John Dalton investigated into the great depths of chemistry. He came up with a theory on the smallest particles in the universe, of what makes up what we call "matter". All matter consists of indivisible particles. Dalton gave the name to these minute particles, the atom.
There are different types of atoms, these are called elements. Hydrogen, oxygen and nitrogen are examples of elements. Each of these elements is different from one another only by its weight. Atoms of the same element all have the same mass. Atoms of different elements are different in mass. Dalton used symbols to represent the elements. He imagined atoms to be tiny spheres, thus to draw atoms would be to draw circles.
He used patterns within the circles to distinguish the different elements. Using this way to symbolize invisible atoms, he could experiment with their combining properties. He created a "Table of Atomic Weights" and using the information from this table, he placed them in a significant order determined by the weight of the elements, comparing them to hydrogen, the lightest element, which is number one on the table and has the atomic number of 1.
Dalton discovered the "Law of Multiple Proportions". This states that the weights of elements always combine with one another in ratios of small whole numbers. Dalton experimented with a gas called nitric oxide (NO) and oxygen (O).
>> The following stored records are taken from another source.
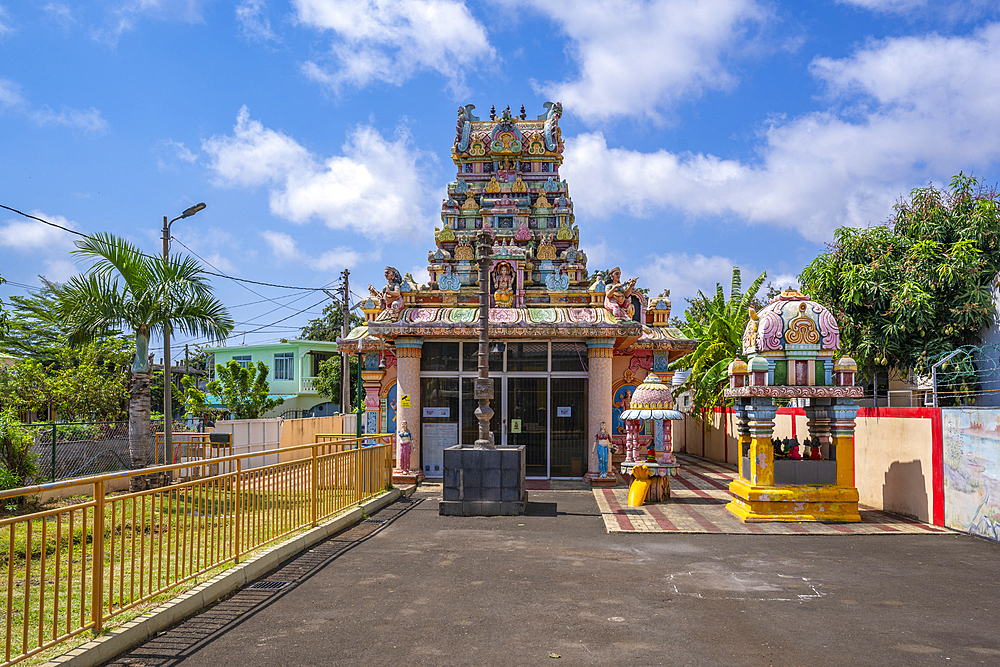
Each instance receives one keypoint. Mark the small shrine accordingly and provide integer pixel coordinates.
(789, 348)
(652, 466)
(566, 344)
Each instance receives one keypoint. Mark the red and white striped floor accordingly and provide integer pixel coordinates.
(699, 494)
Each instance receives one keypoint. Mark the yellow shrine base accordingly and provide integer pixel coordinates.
(793, 502)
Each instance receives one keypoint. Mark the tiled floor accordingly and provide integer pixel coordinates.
(699, 494)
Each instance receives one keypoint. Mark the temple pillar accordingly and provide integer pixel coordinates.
(743, 440)
(599, 359)
(408, 390)
(372, 378)
(661, 366)
(761, 454)
(842, 434)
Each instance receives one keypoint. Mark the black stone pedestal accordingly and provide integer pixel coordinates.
(484, 482)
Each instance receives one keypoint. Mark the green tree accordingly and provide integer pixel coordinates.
(3, 316)
(127, 290)
(83, 383)
(328, 325)
(18, 465)
(327, 382)
(921, 285)
(717, 324)
(36, 329)
(243, 390)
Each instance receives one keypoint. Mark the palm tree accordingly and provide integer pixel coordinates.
(128, 290)
(717, 325)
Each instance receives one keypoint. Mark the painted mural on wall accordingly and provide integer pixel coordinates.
(972, 471)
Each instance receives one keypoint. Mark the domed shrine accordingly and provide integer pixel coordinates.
(566, 346)
(789, 348)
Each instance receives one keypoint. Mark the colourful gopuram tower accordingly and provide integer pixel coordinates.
(567, 348)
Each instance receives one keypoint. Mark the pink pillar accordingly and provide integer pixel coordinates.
(408, 384)
(599, 358)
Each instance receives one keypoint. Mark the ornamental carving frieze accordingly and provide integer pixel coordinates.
(783, 391)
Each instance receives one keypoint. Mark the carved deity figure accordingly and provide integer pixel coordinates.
(503, 280)
(602, 442)
(390, 298)
(404, 446)
(618, 297)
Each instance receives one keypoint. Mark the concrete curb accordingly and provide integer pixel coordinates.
(133, 633)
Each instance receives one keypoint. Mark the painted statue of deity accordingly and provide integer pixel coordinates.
(618, 297)
(404, 446)
(390, 298)
(602, 443)
(503, 281)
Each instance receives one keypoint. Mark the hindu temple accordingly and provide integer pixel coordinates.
(568, 347)
(789, 348)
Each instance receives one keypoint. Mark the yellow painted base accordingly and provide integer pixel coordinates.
(640, 486)
(793, 502)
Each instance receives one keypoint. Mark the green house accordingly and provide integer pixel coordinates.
(292, 368)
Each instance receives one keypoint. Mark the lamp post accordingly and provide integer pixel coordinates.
(167, 379)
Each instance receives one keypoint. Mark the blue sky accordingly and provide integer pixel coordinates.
(699, 134)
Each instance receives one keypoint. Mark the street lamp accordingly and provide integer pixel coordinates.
(168, 414)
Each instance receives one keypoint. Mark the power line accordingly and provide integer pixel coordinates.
(211, 273)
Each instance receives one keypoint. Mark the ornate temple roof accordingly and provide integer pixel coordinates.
(791, 321)
(507, 185)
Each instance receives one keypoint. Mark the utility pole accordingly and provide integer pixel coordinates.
(167, 403)
(345, 364)
(167, 379)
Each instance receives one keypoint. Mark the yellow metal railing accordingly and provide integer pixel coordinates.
(71, 569)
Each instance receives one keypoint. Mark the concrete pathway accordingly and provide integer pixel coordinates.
(411, 587)
(698, 497)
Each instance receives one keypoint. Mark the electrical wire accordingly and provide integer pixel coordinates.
(211, 273)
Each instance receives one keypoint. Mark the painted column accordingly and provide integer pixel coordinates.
(408, 385)
(661, 366)
(761, 451)
(743, 439)
(599, 359)
(842, 431)
(372, 378)
(818, 425)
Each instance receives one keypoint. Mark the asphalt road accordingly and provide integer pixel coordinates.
(425, 589)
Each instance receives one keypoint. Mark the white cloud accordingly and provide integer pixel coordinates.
(285, 249)
(124, 15)
(60, 12)
(392, 40)
(638, 57)
(168, 152)
(254, 24)
(374, 188)
(89, 120)
(685, 275)
(949, 10)
(49, 246)
(11, 99)
(903, 111)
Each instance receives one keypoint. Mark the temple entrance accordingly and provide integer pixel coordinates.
(539, 401)
(548, 415)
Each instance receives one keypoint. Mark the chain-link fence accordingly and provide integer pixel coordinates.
(77, 449)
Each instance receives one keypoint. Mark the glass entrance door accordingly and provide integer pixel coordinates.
(527, 421)
(569, 427)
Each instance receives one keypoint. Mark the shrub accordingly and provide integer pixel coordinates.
(18, 464)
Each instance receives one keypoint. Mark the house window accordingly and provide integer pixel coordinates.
(284, 365)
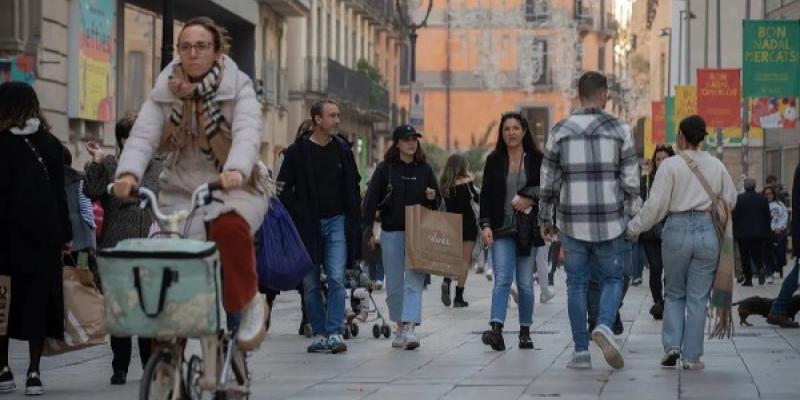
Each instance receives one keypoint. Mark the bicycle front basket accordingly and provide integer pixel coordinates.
(161, 288)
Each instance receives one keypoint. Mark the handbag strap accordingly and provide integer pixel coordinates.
(703, 181)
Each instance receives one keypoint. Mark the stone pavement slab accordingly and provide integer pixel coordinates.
(761, 362)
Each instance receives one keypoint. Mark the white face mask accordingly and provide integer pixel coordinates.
(31, 126)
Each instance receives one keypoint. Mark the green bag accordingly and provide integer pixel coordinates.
(162, 288)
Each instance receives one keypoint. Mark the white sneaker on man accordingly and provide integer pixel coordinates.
(252, 328)
(603, 337)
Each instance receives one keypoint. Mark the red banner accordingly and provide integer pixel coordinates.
(719, 97)
(659, 123)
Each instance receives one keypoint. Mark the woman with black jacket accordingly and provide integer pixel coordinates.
(403, 179)
(510, 189)
(459, 192)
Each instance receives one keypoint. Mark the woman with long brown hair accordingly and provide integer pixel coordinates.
(459, 192)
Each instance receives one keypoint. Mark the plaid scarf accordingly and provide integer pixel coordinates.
(214, 133)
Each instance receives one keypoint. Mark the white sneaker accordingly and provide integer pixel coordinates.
(412, 340)
(546, 294)
(603, 337)
(252, 327)
(399, 336)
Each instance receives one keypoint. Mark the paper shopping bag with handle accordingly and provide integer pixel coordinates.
(5, 303)
(433, 242)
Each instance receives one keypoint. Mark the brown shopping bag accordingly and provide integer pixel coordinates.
(5, 303)
(84, 311)
(433, 242)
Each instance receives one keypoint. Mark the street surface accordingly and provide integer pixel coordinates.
(761, 362)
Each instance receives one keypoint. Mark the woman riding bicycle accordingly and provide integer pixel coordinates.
(204, 116)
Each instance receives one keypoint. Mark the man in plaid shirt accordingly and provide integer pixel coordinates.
(590, 172)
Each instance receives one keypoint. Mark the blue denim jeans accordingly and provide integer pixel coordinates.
(606, 260)
(403, 286)
(690, 249)
(506, 265)
(327, 319)
(788, 288)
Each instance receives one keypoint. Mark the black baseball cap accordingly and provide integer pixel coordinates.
(405, 132)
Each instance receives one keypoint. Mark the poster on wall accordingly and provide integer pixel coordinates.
(719, 97)
(773, 113)
(771, 58)
(92, 37)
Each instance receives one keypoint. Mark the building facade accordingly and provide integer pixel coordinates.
(476, 60)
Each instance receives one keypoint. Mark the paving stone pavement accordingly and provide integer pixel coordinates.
(761, 362)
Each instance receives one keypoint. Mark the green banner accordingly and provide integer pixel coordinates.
(669, 119)
(771, 58)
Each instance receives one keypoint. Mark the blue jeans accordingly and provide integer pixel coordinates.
(506, 265)
(327, 319)
(581, 259)
(403, 286)
(788, 288)
(690, 249)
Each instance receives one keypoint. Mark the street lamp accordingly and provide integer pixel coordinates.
(667, 32)
(412, 26)
(684, 15)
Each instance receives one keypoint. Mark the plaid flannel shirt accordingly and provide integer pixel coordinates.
(590, 173)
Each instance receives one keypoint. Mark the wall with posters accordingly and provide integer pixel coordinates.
(92, 36)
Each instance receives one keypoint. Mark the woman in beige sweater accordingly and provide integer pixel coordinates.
(690, 247)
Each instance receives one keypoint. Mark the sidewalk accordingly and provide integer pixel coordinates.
(761, 362)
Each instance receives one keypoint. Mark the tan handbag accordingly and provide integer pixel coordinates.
(84, 311)
(433, 242)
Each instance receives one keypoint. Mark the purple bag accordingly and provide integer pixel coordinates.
(282, 259)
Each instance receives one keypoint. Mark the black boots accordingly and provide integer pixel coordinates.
(494, 337)
(525, 341)
(459, 300)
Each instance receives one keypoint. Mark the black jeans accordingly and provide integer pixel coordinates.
(122, 347)
(652, 250)
(752, 254)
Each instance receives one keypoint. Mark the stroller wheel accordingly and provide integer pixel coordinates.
(376, 331)
(346, 332)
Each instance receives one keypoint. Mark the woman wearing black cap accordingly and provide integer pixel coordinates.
(403, 179)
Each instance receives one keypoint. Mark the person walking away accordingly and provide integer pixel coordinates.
(459, 193)
(34, 229)
(751, 230)
(778, 315)
(122, 219)
(81, 216)
(690, 245)
(204, 115)
(320, 188)
(404, 178)
(590, 167)
(510, 192)
(651, 240)
(775, 251)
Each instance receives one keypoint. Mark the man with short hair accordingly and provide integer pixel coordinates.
(591, 171)
(319, 185)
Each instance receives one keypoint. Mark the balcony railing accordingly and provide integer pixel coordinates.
(348, 86)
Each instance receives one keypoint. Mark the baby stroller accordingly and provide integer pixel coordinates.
(362, 304)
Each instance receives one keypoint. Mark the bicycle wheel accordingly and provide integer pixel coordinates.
(158, 378)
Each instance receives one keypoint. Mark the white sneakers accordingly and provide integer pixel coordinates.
(603, 337)
(252, 328)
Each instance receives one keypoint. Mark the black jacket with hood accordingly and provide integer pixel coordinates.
(298, 193)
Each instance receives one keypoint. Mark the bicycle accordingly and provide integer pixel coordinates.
(222, 370)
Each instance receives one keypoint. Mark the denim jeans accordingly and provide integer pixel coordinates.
(690, 249)
(506, 265)
(788, 288)
(403, 286)
(582, 258)
(327, 319)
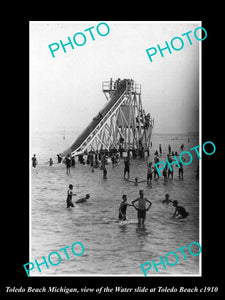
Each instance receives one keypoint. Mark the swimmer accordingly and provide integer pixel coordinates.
(123, 208)
(50, 162)
(150, 170)
(104, 172)
(180, 212)
(82, 200)
(70, 194)
(136, 182)
(34, 161)
(141, 209)
(167, 200)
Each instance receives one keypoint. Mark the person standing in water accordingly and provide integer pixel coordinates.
(126, 168)
(123, 208)
(141, 208)
(70, 194)
(68, 164)
(150, 170)
(180, 212)
(34, 161)
(167, 200)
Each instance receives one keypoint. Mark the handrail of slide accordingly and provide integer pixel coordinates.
(93, 125)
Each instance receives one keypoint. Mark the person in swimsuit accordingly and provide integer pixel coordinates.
(141, 208)
(167, 200)
(136, 182)
(70, 194)
(180, 212)
(68, 164)
(123, 208)
(82, 200)
(126, 167)
(34, 161)
(150, 170)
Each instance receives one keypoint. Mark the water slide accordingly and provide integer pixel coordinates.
(96, 120)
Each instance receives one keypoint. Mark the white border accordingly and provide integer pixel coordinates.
(200, 161)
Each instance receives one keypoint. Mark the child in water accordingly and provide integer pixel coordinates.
(70, 194)
(167, 200)
(180, 212)
(136, 182)
(123, 208)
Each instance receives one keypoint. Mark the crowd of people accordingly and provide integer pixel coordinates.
(100, 160)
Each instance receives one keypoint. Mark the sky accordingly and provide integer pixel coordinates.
(66, 91)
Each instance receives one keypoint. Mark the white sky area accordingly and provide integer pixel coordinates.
(66, 91)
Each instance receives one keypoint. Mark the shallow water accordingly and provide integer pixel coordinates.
(110, 248)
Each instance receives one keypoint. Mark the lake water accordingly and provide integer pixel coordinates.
(110, 249)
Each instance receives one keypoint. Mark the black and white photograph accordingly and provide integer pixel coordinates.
(112, 144)
(115, 148)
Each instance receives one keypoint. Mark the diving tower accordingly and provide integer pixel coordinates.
(121, 124)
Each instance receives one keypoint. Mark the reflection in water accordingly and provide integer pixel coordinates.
(112, 248)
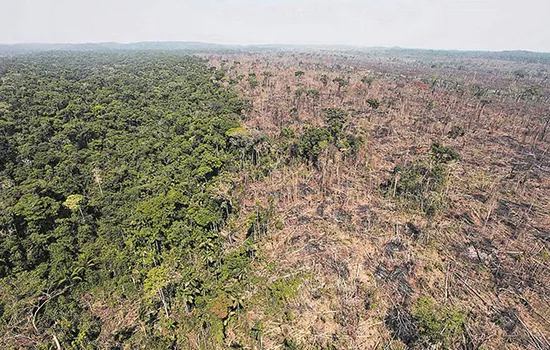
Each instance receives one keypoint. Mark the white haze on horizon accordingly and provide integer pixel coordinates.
(433, 24)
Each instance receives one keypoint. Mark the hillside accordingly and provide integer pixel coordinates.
(274, 199)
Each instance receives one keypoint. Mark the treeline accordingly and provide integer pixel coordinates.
(110, 165)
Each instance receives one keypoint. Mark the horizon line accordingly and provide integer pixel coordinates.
(303, 45)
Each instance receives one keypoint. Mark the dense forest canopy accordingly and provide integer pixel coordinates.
(109, 167)
(272, 198)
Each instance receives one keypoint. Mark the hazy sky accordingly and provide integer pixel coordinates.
(450, 24)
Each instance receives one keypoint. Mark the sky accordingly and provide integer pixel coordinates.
(433, 24)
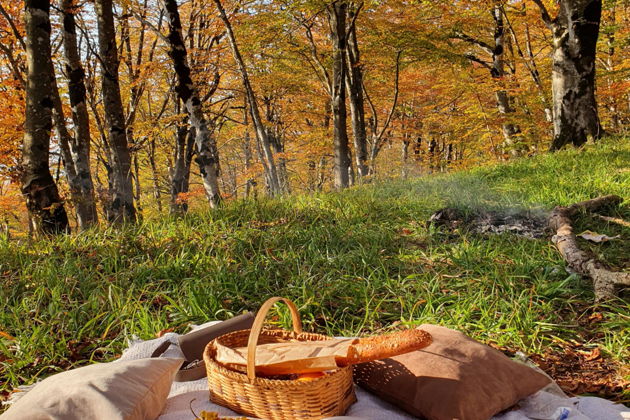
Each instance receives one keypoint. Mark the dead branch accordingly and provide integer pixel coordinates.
(582, 262)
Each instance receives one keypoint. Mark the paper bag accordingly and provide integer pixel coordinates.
(290, 357)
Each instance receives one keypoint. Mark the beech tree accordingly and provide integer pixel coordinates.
(575, 30)
(337, 15)
(45, 206)
(207, 154)
(121, 207)
(354, 85)
(76, 149)
(262, 134)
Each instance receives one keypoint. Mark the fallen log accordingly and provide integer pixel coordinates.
(583, 262)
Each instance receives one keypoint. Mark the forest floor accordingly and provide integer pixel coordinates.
(357, 262)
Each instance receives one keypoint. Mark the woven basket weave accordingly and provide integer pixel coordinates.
(327, 396)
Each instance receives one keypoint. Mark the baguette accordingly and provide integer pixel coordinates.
(384, 346)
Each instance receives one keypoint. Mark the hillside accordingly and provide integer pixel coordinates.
(355, 262)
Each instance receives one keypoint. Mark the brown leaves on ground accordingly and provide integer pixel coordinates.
(579, 369)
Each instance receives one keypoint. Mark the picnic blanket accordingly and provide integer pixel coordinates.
(548, 404)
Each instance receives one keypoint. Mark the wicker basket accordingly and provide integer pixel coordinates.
(327, 396)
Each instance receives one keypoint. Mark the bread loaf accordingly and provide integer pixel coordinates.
(384, 346)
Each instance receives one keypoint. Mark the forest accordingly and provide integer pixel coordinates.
(114, 111)
(413, 167)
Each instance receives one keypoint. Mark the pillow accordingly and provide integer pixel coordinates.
(129, 390)
(453, 378)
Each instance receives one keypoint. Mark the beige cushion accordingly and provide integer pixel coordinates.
(453, 378)
(129, 390)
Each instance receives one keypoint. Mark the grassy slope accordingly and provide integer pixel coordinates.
(355, 262)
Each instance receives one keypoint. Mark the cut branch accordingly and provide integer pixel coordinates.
(582, 262)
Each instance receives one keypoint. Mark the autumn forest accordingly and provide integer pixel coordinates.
(111, 111)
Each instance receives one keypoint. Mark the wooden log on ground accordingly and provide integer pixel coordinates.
(582, 262)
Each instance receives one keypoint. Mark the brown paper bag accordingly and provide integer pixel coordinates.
(291, 357)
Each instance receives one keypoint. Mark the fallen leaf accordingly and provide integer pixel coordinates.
(595, 354)
(596, 237)
(7, 336)
(164, 331)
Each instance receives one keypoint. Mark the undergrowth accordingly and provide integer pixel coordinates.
(356, 262)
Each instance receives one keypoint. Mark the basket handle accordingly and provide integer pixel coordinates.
(257, 328)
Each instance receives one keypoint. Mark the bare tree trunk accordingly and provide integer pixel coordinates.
(122, 208)
(510, 130)
(583, 262)
(45, 207)
(157, 194)
(573, 78)
(180, 177)
(207, 153)
(354, 85)
(82, 188)
(269, 165)
(337, 12)
(575, 31)
(247, 152)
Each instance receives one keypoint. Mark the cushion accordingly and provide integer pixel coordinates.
(130, 390)
(453, 378)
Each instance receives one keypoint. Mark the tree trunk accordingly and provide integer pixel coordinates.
(155, 176)
(45, 207)
(583, 262)
(575, 32)
(510, 131)
(180, 178)
(82, 188)
(269, 165)
(354, 84)
(247, 152)
(337, 12)
(121, 207)
(207, 153)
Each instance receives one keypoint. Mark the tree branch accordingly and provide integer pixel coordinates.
(476, 59)
(16, 33)
(544, 14)
(469, 39)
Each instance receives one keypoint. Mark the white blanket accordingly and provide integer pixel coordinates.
(547, 404)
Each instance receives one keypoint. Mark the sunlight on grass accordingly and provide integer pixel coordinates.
(342, 257)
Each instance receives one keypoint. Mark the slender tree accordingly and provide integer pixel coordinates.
(262, 134)
(121, 208)
(337, 14)
(207, 154)
(575, 30)
(78, 151)
(354, 85)
(45, 206)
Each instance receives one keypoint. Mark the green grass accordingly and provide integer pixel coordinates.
(355, 262)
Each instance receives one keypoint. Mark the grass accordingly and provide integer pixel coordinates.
(356, 262)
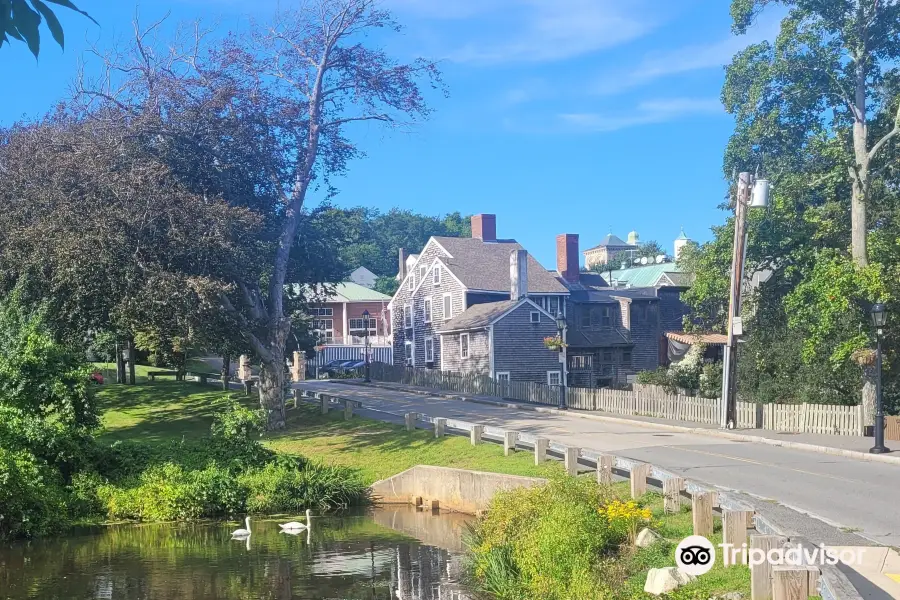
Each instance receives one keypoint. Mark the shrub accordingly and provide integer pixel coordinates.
(281, 486)
(543, 542)
(31, 498)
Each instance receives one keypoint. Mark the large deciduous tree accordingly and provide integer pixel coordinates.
(260, 119)
(831, 74)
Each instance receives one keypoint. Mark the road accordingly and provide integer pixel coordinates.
(851, 495)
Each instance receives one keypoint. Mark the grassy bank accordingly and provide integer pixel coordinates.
(168, 410)
(573, 540)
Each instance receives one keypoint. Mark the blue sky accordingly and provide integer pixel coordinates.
(564, 116)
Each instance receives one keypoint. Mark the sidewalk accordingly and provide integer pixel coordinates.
(840, 445)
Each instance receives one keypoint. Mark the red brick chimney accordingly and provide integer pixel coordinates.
(567, 261)
(484, 227)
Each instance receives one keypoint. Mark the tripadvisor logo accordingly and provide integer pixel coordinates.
(695, 555)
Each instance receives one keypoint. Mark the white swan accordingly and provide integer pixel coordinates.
(242, 533)
(295, 525)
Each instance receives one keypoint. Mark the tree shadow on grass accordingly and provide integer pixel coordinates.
(158, 411)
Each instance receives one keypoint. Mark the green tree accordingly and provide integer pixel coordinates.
(831, 76)
(21, 20)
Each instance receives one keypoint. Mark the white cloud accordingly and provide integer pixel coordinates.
(647, 112)
(528, 31)
(686, 59)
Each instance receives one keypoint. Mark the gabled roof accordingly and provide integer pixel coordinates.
(484, 266)
(612, 240)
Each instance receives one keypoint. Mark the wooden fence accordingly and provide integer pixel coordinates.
(646, 401)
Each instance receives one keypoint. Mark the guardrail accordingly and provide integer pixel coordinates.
(796, 582)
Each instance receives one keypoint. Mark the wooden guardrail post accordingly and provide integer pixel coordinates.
(672, 494)
(702, 505)
(790, 583)
(734, 528)
(639, 474)
(540, 450)
(605, 464)
(571, 459)
(761, 574)
(411, 421)
(475, 434)
(509, 442)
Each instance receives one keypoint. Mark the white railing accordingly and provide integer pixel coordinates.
(646, 401)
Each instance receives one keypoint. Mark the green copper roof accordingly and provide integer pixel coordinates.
(644, 275)
(353, 292)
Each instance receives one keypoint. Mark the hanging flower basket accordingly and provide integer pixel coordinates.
(554, 343)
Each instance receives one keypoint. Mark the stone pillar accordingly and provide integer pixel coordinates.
(475, 434)
(509, 442)
(244, 372)
(540, 450)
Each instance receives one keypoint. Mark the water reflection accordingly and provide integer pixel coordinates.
(370, 556)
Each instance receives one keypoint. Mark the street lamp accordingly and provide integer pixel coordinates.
(751, 193)
(879, 319)
(366, 325)
(561, 327)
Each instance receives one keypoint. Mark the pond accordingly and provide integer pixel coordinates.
(387, 553)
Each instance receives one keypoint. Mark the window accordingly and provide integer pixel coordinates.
(360, 325)
(324, 328)
(553, 305)
(581, 361)
(448, 307)
(427, 309)
(429, 350)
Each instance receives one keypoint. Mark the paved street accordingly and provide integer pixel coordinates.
(855, 495)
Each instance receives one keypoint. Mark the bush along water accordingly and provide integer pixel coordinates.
(549, 542)
(227, 473)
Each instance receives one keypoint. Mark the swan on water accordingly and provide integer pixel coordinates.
(241, 533)
(296, 526)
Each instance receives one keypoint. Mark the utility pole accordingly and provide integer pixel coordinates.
(739, 251)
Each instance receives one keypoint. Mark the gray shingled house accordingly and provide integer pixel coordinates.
(478, 305)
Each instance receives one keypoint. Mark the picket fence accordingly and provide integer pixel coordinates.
(644, 400)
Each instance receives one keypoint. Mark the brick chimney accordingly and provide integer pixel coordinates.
(401, 271)
(484, 227)
(567, 262)
(518, 274)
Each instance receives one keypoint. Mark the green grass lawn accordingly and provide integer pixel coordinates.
(167, 409)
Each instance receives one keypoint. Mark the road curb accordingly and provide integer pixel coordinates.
(855, 454)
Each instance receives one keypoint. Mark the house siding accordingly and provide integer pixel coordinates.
(420, 328)
(519, 346)
(479, 361)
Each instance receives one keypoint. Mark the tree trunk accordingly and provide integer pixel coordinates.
(131, 368)
(271, 390)
(868, 396)
(226, 371)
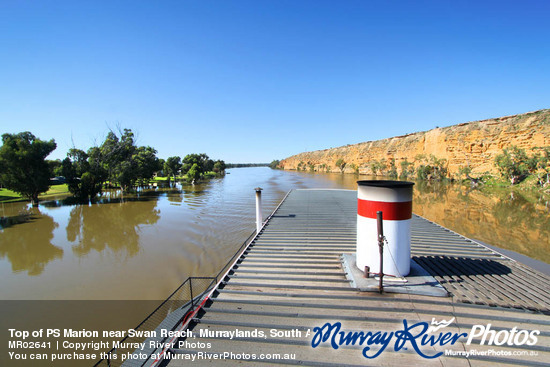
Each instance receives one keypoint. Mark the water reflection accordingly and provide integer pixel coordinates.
(25, 240)
(511, 221)
(112, 224)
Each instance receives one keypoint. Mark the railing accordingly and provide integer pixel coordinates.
(172, 312)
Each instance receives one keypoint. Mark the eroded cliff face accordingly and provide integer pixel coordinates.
(473, 144)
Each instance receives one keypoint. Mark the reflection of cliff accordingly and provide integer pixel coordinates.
(113, 225)
(475, 144)
(28, 246)
(502, 220)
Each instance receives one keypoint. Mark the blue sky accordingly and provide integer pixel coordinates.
(253, 81)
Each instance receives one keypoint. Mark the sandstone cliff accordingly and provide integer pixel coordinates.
(473, 144)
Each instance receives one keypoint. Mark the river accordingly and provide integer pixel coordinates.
(84, 264)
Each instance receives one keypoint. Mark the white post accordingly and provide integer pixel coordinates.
(259, 216)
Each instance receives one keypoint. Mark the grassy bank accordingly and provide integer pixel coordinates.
(7, 196)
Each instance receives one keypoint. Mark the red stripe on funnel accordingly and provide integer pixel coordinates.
(390, 211)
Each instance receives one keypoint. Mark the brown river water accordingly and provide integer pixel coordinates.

He reacted them together to produce a third type of gas. The results were determined by the proportions or ratios of the two reacting gasses.
2NO + O -> N2O3
NO + O -> NO2
Dalton carried out experiments like this, using the law of multiple proportions, and completed the table of atomic weights.
Dalton concluded on the discovery of atoms, the "Atomic Theory of Matter"
1. Matter consists of indivisible atoms.
2. All of the atoms of a given chemical element are identical in mass and in all other properties.
3. Different chemical elements have different kinds of atoms; in
particular, their atoms have different masses.
4. Atoms are indestructible and retain their identities in chemical
5. A compound forms from its elements through the combination of atoms of
6. Unlike elements in small whole number ratios, such as 1 to 1, 2 to 2, 2 to 3, and so on.